# MK 1 ejection problems



## joelh (Feb 18, 2010)

Dad gave me his MK 1 (actually a standard, I think) and I fired it yesterday for the first time. The 9 cartridges that he had in the Mag fired and ejected just fine. Once I switched to a new box of ammo (federal) I had problems with the gun not ejection the spent round. It would eject every once in a while, but for the most part, I had to slide the bolt after every shot.

I broke the gun down and cleaned it (not quite as bad as I had feared) and have not had the chance to fire it since. Does it sound like a cleaning issue, or should I look for a shop to check it out?


----------



## rccola712 (Aug 26, 2008)

I wouldn't be surprised if it's an ammo issue. I would try several different different brands and see what feeds through your gun best. It seems that .22 pistols are pretty finicky with ammo.


----------



## BeefyBeefo (Jan 30, 2008)

It's too early to determine anything.

My MKII is not picky with ammo at all, but that doesn't mean yours isn't. I practically never clean mine either, and that's with multiple boxes of rounds through it with no issues. Again, that doesn't mean your experience will be the same.
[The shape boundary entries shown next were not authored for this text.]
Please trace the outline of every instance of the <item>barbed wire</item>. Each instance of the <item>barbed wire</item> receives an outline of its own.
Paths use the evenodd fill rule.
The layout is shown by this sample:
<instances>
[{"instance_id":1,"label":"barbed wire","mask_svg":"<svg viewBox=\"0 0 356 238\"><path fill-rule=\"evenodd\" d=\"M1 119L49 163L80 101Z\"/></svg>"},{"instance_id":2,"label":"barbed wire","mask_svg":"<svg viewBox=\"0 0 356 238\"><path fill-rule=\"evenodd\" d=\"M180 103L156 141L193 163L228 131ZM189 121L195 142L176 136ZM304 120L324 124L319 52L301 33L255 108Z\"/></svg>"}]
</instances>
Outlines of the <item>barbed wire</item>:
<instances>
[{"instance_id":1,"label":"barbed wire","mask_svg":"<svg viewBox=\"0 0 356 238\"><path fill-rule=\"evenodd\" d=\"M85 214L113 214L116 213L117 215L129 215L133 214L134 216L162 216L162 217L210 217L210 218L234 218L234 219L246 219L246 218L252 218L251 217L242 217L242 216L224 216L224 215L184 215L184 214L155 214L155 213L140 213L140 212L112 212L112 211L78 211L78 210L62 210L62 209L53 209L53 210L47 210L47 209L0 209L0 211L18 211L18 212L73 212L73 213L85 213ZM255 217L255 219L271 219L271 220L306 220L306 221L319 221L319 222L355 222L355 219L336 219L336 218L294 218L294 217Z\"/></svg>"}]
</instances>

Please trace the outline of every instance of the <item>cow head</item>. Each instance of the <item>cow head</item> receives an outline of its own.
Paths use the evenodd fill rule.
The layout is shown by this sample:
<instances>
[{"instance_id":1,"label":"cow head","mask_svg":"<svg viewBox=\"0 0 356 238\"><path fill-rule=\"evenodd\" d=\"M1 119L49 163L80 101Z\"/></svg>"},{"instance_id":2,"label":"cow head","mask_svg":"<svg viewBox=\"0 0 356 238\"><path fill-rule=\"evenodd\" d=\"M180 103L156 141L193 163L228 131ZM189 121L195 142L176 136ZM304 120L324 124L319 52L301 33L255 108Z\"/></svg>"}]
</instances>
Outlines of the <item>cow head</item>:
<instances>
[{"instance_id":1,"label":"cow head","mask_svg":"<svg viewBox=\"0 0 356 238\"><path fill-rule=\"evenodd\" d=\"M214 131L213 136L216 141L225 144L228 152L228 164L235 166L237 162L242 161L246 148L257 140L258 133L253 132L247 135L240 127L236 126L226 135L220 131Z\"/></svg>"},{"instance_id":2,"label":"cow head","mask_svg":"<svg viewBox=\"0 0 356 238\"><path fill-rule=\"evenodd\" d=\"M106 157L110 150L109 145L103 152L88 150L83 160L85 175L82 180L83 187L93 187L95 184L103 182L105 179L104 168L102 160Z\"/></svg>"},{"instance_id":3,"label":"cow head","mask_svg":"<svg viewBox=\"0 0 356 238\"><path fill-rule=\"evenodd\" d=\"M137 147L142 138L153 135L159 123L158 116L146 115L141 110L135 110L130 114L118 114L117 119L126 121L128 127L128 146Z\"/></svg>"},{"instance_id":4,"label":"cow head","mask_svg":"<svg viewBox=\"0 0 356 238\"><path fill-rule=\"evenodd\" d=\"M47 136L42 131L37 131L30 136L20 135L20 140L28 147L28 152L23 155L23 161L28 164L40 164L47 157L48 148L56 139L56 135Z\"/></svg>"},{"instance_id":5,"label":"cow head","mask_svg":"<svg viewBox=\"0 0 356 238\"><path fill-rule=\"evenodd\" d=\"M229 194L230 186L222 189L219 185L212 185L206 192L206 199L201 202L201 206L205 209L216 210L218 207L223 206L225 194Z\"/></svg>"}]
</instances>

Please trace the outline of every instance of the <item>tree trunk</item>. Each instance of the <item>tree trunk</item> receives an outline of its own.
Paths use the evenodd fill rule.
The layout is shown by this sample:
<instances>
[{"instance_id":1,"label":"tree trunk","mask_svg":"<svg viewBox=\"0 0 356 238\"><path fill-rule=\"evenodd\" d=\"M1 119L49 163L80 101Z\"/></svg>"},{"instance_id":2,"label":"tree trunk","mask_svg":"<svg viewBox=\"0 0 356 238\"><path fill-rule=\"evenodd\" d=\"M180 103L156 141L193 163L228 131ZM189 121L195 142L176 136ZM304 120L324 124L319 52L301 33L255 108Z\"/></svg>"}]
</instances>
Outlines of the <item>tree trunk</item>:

I wouldn't worry about it until you shoot it since the cleaning/lubing and try a few different ammos.

Report back after you've done these things...


----------



## joelh (Feb 18, 2010)

Just got back from the range. I bought a box of high velocity cartridges and they performed fine. I guess the gun needs a bit more umph to actuate the bolt. Upside is that now I know how to take down and put the gun back together


----------